Usage and Billing Data

Like many other object storage systems, Riak CS gathers a variety of usage statistics and makes them available through its administrative API.

Note on terminology

In this and other documents in the Riak CS documentation, the terms “storage” and “billing” are used interchangeably. The same goes for the terms “usage” and access.

Access Statistics

Access stats are tracked on a per-user basis, as rollups for slices of time. They are stored just like other Riak CS data, in the cs.access bucket in particular. For information about querying access statistics, please read Querying Access Statistics.

Overview

The basic process driving usage and billing data in Riak CS is the following:

  1. Riak CS determines whom, if anyone, should be billed for each access
  2. Riak CS send this and some statistical information about the accesses to an aggregation subsystem
  3. The aggregation subsystem periodically sends its accumulated log to be archived
  4. The archival subsystem sums all recorded accesses for each user and stores a record for each user for the time slice

Log retrieval then involves simply making a request to Riak for all slice objects for a user in a time period. No access data will be logged unless the user for the access is known.

Tracked Statistics

Several statistics are logged automatically is a user is specified for the request:

  • Count — the number of times this operation was used, where each request counts as one (1)
  • BytesIn — the number of bytes that were included in the request body
  • BytesOut — the number of bytes that were sent in the response body

For successful requests, each of these stats is logged under the name given. For unsuccessful requests, they are logged under this name with a prefix of either SystemError for requests that end in response codes 500+, or UserError for requests that end in response codes 400-499. For example, if a user tries to download a nonexistent file, it will be logged under UserErrorCount with the bytes of the message logged under UserErrorBytesOut.

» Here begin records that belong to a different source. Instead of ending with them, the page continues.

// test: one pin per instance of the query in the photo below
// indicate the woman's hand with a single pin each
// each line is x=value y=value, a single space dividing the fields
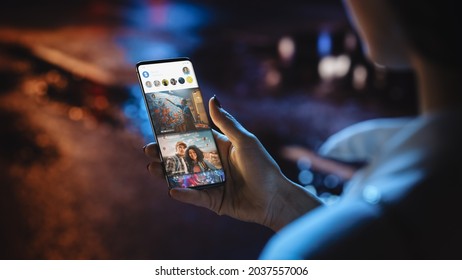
x=255 y=188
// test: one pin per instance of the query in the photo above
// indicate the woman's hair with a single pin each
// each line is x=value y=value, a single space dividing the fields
x=432 y=28
x=199 y=153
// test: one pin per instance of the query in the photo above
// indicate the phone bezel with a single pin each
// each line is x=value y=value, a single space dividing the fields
x=168 y=60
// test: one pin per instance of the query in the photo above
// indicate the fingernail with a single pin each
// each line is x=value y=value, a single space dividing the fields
x=217 y=102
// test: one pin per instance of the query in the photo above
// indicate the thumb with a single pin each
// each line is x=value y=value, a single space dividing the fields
x=235 y=132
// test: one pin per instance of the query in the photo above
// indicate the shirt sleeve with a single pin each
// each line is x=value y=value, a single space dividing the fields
x=362 y=141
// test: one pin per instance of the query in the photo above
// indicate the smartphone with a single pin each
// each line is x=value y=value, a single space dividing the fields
x=180 y=124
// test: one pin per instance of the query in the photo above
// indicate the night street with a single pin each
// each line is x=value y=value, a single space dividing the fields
x=73 y=178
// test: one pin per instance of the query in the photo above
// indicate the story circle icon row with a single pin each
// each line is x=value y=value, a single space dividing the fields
x=166 y=82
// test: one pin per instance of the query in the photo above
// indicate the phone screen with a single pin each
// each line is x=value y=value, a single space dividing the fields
x=180 y=123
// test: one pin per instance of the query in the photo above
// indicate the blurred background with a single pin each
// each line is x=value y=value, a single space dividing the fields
x=74 y=183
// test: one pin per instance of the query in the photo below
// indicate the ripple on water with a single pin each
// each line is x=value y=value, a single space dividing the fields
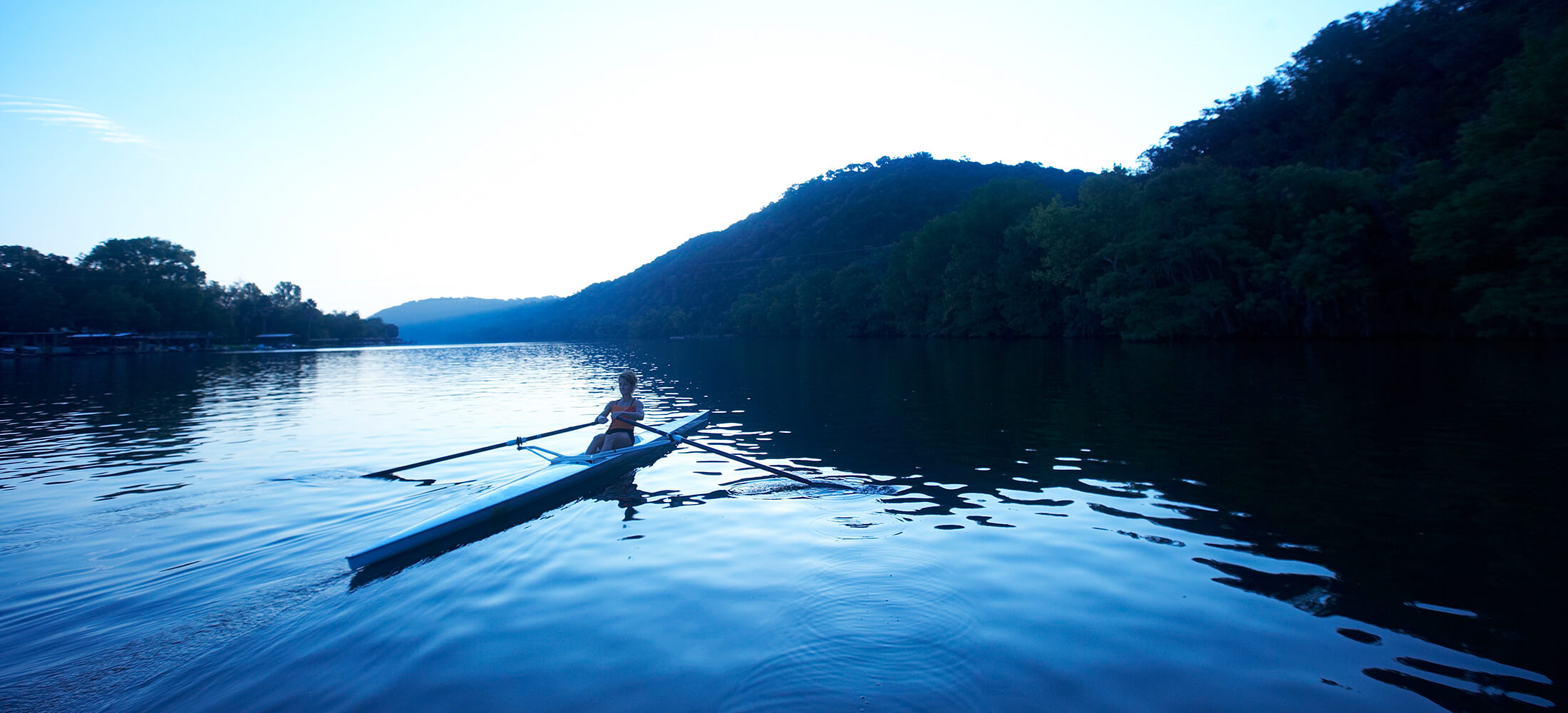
x=877 y=627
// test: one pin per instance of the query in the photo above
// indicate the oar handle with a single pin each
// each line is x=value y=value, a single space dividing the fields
x=524 y=439
x=679 y=439
x=518 y=441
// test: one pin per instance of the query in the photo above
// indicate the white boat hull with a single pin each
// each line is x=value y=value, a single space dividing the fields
x=559 y=476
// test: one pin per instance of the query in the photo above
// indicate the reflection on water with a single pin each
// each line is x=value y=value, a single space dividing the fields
x=1407 y=476
x=1048 y=525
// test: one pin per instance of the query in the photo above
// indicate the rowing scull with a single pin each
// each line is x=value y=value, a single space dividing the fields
x=559 y=473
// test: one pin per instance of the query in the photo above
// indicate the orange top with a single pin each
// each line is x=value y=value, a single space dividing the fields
x=618 y=424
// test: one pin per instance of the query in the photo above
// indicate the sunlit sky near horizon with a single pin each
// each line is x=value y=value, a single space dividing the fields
x=377 y=153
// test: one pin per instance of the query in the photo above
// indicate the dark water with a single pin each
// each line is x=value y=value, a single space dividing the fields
x=1059 y=527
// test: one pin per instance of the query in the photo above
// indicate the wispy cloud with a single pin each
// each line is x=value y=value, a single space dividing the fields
x=65 y=115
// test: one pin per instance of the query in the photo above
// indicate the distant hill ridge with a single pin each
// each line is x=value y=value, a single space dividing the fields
x=827 y=223
x=441 y=309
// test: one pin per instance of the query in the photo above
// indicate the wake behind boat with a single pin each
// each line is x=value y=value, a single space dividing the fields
x=559 y=473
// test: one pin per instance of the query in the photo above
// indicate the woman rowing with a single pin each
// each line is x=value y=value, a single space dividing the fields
x=621 y=414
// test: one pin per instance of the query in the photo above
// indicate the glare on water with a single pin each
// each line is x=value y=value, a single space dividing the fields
x=1038 y=525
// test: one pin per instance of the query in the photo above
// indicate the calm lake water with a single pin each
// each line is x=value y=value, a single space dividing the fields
x=1054 y=527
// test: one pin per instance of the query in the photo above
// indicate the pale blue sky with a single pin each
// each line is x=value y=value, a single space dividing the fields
x=393 y=151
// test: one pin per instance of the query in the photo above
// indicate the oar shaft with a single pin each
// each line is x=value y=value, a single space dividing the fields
x=438 y=460
x=742 y=460
x=479 y=450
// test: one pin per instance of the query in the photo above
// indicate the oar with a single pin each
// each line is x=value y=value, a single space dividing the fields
x=518 y=441
x=683 y=439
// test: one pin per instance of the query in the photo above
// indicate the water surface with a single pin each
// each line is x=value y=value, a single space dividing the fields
x=1054 y=525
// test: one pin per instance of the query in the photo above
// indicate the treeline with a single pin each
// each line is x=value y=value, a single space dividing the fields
x=1402 y=176
x=153 y=286
x=841 y=220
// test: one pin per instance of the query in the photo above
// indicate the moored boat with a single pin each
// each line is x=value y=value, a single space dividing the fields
x=559 y=473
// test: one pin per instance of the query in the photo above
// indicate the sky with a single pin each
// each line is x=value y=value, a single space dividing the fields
x=377 y=153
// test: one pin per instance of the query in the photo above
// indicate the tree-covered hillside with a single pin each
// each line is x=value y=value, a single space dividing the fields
x=154 y=286
x=1399 y=178
x=852 y=217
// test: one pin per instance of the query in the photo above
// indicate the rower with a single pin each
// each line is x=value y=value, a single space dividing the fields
x=620 y=414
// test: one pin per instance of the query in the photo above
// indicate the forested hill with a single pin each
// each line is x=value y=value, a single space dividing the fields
x=1399 y=178
x=850 y=217
x=448 y=320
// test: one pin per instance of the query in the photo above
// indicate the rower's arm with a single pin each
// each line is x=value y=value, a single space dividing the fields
x=631 y=416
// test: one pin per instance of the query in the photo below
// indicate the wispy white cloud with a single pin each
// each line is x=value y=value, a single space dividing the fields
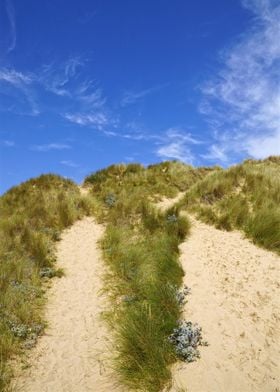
x=216 y=153
x=176 y=144
x=12 y=20
x=243 y=102
x=131 y=97
x=15 y=78
x=69 y=164
x=50 y=146
x=19 y=85
x=97 y=120
x=65 y=80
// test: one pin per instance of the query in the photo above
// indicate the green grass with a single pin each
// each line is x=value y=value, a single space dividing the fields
x=141 y=247
x=32 y=217
x=245 y=197
x=144 y=265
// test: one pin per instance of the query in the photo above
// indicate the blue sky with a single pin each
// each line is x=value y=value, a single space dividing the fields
x=84 y=84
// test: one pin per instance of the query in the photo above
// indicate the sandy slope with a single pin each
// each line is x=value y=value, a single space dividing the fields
x=73 y=354
x=235 y=299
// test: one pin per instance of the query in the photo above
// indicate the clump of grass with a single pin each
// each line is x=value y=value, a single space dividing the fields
x=246 y=197
x=141 y=246
x=32 y=216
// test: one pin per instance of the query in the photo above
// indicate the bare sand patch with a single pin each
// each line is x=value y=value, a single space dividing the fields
x=74 y=354
x=235 y=299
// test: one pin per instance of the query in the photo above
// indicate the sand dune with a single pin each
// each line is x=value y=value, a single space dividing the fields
x=73 y=354
x=235 y=299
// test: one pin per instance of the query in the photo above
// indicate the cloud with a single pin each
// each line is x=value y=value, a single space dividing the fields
x=15 y=78
x=56 y=78
x=69 y=164
x=49 y=147
x=12 y=20
x=242 y=103
x=216 y=153
x=96 y=120
x=131 y=97
x=64 y=80
x=175 y=144
x=18 y=85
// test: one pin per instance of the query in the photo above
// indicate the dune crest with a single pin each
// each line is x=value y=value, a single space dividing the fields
x=234 y=299
x=73 y=354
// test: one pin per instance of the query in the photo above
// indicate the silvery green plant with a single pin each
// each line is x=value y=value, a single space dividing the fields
x=182 y=294
x=186 y=338
x=172 y=218
x=110 y=199
x=47 y=272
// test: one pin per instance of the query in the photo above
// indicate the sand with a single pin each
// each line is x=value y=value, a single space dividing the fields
x=235 y=299
x=73 y=355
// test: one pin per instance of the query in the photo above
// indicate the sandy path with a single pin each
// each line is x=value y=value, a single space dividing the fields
x=235 y=299
x=73 y=354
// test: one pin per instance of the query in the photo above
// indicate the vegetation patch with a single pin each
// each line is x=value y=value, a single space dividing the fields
x=245 y=196
x=32 y=217
x=141 y=247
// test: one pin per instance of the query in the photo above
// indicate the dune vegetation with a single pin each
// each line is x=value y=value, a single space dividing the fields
x=32 y=216
x=245 y=197
x=140 y=247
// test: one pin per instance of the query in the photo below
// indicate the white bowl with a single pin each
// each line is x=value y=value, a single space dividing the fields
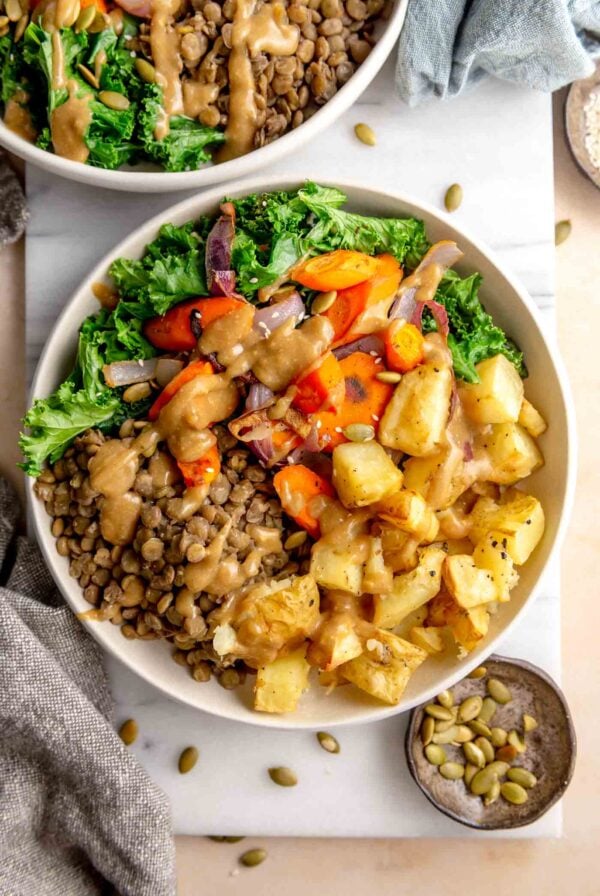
x=547 y=388
x=139 y=180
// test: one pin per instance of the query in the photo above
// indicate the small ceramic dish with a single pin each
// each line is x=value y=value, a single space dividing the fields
x=579 y=96
x=550 y=753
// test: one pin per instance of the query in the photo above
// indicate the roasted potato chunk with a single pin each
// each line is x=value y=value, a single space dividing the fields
x=415 y=418
x=410 y=590
x=513 y=453
x=364 y=473
x=385 y=667
x=280 y=684
x=497 y=397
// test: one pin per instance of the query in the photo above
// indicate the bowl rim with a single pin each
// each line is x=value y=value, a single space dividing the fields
x=411 y=737
x=187 y=208
x=165 y=181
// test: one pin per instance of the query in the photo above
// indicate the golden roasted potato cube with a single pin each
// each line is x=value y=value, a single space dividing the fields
x=410 y=589
x=429 y=638
x=336 y=569
x=513 y=453
x=490 y=554
x=531 y=419
x=415 y=418
x=385 y=667
x=470 y=626
x=410 y=512
x=467 y=584
x=377 y=577
x=520 y=520
x=364 y=473
x=280 y=684
x=497 y=397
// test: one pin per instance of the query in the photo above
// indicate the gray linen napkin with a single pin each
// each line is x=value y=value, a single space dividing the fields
x=447 y=45
x=78 y=814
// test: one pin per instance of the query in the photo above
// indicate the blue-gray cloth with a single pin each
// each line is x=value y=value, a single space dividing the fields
x=449 y=45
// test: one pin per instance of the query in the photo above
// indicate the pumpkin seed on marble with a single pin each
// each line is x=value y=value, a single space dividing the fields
x=498 y=691
x=513 y=793
x=129 y=731
x=522 y=776
x=283 y=776
x=187 y=760
x=328 y=742
x=452 y=771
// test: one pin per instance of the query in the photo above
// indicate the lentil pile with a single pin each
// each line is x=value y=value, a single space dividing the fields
x=138 y=586
x=336 y=37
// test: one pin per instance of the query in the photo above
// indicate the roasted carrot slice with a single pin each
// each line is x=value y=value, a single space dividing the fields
x=364 y=402
x=351 y=302
x=202 y=471
x=173 y=330
x=298 y=487
x=334 y=270
x=196 y=368
x=321 y=388
x=403 y=346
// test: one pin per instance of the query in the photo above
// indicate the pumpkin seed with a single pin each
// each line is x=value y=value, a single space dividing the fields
x=452 y=771
x=562 y=231
x=445 y=737
x=283 y=776
x=328 y=742
x=435 y=755
x=479 y=672
x=482 y=781
x=439 y=712
x=488 y=709
x=486 y=748
x=507 y=753
x=446 y=698
x=359 y=432
x=365 y=134
x=470 y=708
x=388 y=376
x=188 y=760
x=427 y=730
x=522 y=776
x=114 y=100
x=453 y=197
x=85 y=18
x=324 y=301
x=128 y=731
x=498 y=691
x=493 y=793
x=470 y=772
x=515 y=740
x=145 y=70
x=474 y=755
x=295 y=540
x=499 y=737
x=529 y=724
x=514 y=793
x=253 y=857
x=479 y=727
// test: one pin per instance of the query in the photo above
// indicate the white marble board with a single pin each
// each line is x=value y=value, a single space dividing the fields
x=497 y=143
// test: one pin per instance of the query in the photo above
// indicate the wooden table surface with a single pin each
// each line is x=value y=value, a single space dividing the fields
x=389 y=867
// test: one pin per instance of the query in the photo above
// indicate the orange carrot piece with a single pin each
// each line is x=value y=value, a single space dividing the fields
x=196 y=368
x=202 y=471
x=365 y=400
x=334 y=270
x=173 y=331
x=403 y=346
x=297 y=487
x=351 y=302
x=321 y=388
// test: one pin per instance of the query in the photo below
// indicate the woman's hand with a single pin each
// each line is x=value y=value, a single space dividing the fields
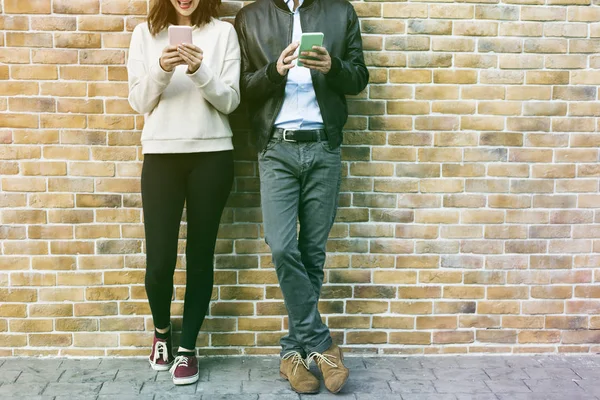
x=191 y=55
x=170 y=58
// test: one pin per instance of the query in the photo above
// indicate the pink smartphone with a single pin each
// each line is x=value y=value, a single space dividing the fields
x=180 y=34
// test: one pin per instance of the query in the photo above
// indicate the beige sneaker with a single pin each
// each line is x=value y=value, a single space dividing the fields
x=295 y=370
x=331 y=364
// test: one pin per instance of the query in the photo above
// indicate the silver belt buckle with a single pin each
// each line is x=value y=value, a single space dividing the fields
x=285 y=139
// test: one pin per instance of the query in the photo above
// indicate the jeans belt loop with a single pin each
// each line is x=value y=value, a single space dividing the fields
x=285 y=131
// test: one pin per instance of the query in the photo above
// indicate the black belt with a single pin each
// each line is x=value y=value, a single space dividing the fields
x=315 y=135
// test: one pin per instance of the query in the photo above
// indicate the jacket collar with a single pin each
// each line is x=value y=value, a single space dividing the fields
x=281 y=4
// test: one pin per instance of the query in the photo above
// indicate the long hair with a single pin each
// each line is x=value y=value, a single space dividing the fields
x=162 y=14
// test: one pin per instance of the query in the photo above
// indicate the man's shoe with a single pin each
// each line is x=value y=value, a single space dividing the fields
x=161 y=357
x=331 y=364
x=185 y=370
x=295 y=370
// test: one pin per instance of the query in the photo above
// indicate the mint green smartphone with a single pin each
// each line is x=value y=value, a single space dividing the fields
x=307 y=41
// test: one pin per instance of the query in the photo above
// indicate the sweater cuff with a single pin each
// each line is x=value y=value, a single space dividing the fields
x=202 y=76
x=336 y=67
x=273 y=75
x=160 y=75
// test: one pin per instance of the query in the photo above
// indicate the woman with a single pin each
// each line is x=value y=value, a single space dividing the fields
x=186 y=92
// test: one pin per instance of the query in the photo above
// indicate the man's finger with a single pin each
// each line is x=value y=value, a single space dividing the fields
x=290 y=49
x=289 y=59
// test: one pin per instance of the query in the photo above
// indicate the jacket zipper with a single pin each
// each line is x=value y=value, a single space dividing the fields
x=281 y=100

These three metrics are logged for each operation separately. The access logger determines the operation type by comparing the method, resource module, and path to a known table. For example, it knows that a GET on the key module with the acl query parameter in the path is a KeyReadACL operation. A PUT to the same resource without the acl query parameter is a KeyWrite operation. See Querying Access Statistics for a list of all operation types.

Log Accumulation

As resources finish their processing, the access logger module is called by Webmachine to log the access. This module implements a server that finds all of the access notes in the request’s log data and stores them until the current interval ends.

When the current interval ends, the access module transfers ownership of its accumulated data to the archiver module. The logger module then resets for logging the next slice’s accesses.

Interval Duration

The length of the log flushing interval is configured by the application environment variable access_log_flush_factor. The value is expressed as an integer divisor of the access_archive_period setting. That is, if access_log_flush_factor is 5 and access_archive_period is 3600 (== 1 hour) seconds, the log will be flushed every 720 seconds (== 12 minutes), which is 5 times per archive period.

The value of access_log_flush_factor must be an integer factor of access_archive_period. If the factor does not divide the period evenly, an error will be printed in the log, and the Riak CS node will refuse to start.

The default value for access_log_flush_factor is 1 (once per archive period). These settings may be manipulated in the Riak CS app.config file, normally located at /etc/riak-cs/app.config.

Log Size Trigger for Archival

Archival of the access log will also be triggered if the number of records waiting to be archived reaches a certain configured level. When the threshold is reached, all accumulated records are transferred to the archiver, which writes out a sample with now as the end-time. Accumulation is then restarted with now as the start time, and will continue until either the end of the time interval or until the log threshold is reached again.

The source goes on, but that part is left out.